Predictably, there’s been a lot of excitement about potentially altering the course of Alzheimer’s. But rolling out these drugs will need careful consideration. The 0.5- and 0.7-point differences on the CDR are averages, so the real impact may vary substantially between patients, and a half-point difference might be too small to be meaningful. At the same time, the risks are substantial: Several patients may have died as a result of taking these drugs. Whether or not a drug with such modest benefits and weighty risks is “worth it” partly depends on how much one values a life lived with Alzheimer’s disease.

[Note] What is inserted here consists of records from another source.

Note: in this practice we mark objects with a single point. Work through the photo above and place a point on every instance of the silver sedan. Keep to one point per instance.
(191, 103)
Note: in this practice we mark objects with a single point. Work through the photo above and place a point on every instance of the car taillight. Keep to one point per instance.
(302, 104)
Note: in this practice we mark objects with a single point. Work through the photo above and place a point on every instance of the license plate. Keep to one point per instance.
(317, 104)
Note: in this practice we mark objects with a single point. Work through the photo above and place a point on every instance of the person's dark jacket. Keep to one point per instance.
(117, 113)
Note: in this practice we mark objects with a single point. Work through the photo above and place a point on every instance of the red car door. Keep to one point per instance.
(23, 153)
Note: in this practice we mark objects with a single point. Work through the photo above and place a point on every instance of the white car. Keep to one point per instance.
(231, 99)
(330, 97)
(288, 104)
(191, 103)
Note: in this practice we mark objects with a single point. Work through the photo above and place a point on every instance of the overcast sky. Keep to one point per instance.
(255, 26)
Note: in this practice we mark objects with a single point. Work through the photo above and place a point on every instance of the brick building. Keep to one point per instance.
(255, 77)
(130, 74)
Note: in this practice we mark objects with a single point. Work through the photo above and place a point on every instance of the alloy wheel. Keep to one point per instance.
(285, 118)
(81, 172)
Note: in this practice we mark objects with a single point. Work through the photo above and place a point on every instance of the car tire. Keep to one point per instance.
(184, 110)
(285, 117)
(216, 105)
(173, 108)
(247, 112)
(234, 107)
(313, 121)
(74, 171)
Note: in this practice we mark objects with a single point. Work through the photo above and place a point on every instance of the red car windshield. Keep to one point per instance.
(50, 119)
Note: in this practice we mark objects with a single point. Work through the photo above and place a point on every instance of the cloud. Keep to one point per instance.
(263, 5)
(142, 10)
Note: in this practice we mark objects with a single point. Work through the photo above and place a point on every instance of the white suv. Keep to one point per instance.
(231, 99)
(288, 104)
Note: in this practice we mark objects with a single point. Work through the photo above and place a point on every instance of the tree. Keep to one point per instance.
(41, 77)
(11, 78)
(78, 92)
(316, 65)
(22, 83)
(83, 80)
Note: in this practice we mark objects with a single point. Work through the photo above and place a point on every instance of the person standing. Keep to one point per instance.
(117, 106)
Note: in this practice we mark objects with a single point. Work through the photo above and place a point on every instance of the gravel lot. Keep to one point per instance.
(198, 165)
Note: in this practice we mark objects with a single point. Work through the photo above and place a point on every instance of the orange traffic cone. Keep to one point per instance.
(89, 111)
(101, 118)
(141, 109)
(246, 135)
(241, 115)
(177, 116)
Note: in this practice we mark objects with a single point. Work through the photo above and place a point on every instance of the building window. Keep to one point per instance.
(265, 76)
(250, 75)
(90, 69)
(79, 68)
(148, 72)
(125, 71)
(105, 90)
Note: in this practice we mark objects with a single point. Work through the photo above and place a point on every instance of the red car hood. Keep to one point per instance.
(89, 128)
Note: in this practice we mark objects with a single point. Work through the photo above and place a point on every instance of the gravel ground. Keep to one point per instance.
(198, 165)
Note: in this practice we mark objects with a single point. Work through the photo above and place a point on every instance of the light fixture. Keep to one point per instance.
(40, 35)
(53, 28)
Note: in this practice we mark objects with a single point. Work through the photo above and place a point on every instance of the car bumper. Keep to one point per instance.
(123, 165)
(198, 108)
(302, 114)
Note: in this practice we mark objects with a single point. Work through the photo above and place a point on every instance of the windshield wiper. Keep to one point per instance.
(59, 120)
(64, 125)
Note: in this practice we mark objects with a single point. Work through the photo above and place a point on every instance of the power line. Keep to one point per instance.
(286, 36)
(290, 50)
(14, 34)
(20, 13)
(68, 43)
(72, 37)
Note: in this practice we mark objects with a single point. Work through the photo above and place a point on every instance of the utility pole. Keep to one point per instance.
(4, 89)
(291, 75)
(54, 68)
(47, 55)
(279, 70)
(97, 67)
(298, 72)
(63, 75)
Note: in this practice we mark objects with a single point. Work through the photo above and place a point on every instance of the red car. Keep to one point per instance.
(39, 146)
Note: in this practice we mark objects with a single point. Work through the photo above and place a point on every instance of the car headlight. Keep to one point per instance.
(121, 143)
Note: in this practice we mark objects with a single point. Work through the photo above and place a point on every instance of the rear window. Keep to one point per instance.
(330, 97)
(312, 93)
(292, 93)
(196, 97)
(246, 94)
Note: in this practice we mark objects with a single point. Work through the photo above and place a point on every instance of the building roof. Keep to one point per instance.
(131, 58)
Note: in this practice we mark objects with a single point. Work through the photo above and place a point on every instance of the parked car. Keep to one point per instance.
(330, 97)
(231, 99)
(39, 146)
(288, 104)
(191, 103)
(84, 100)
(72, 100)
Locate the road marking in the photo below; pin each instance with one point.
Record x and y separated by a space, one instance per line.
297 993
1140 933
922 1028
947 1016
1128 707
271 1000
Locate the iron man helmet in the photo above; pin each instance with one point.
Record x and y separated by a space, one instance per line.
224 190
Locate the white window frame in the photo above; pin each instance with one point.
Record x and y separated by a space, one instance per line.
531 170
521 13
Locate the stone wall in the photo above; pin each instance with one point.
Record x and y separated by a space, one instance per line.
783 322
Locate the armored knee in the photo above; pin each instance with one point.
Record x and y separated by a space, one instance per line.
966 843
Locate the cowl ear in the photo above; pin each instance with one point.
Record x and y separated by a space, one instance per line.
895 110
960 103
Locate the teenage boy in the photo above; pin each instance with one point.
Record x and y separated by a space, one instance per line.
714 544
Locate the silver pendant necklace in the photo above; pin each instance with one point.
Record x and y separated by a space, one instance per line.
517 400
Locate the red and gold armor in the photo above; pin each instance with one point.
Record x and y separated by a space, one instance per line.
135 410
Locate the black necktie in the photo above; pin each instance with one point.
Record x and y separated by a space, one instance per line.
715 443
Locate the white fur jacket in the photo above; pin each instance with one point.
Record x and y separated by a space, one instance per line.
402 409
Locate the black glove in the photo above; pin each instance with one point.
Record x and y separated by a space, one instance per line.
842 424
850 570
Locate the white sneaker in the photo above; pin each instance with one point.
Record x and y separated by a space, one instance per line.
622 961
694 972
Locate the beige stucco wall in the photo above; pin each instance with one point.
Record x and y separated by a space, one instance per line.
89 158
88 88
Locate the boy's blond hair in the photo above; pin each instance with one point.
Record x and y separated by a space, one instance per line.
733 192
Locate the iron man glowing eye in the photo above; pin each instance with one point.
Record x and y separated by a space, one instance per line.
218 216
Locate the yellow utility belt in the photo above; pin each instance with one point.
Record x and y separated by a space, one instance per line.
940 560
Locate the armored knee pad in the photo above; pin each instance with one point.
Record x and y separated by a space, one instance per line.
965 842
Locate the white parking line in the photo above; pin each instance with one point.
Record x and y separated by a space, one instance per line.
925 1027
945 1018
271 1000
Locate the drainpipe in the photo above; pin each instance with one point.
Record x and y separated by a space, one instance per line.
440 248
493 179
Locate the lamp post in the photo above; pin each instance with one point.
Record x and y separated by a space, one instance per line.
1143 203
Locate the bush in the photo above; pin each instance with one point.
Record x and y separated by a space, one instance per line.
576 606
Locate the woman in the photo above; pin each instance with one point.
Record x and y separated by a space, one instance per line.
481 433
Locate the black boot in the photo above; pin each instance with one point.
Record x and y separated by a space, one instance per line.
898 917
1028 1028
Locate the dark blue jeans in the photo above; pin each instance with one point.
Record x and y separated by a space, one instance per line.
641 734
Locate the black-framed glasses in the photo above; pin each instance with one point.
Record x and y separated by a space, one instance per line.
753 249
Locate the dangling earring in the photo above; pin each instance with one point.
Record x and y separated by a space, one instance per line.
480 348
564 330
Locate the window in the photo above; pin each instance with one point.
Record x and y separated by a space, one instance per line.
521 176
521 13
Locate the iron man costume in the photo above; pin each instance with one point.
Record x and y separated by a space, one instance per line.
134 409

On the CDR, 0.5 points is the difference between “slight” and “moderate” impairment in a single area, like memory or community relationships. Those changes could be almost unobservable to an outsider: In one study of people with Alzheimer’s, doctors reliably saw a difference in patients only when their CDR score changed by one point or more. Patients, though, might notice things that escape doctors. Julio Rojas, an associate professor of neurology at the University of California, San Francisco, says that half a point of slowing could let someone drive independently for several additional months. “That’s meaningful,” he says.
The drugmakers, however, seem to have realized how unimpressive the CDR numbers sound. Eli Lilly’s press release doesn’t explicitly mention a 0.7-point benefit; instead, the company reports that donanemab slows cognitive decline by about 35 percent versus placebo. That 35 percent could mean anything out of context—if the patients on placebo had become radically sicker over the course of the study (which they didn’t), a 35 percent slowing could have enormous consequences. Left unquestioned, the number can suggest a bigger effect than what actually occurred.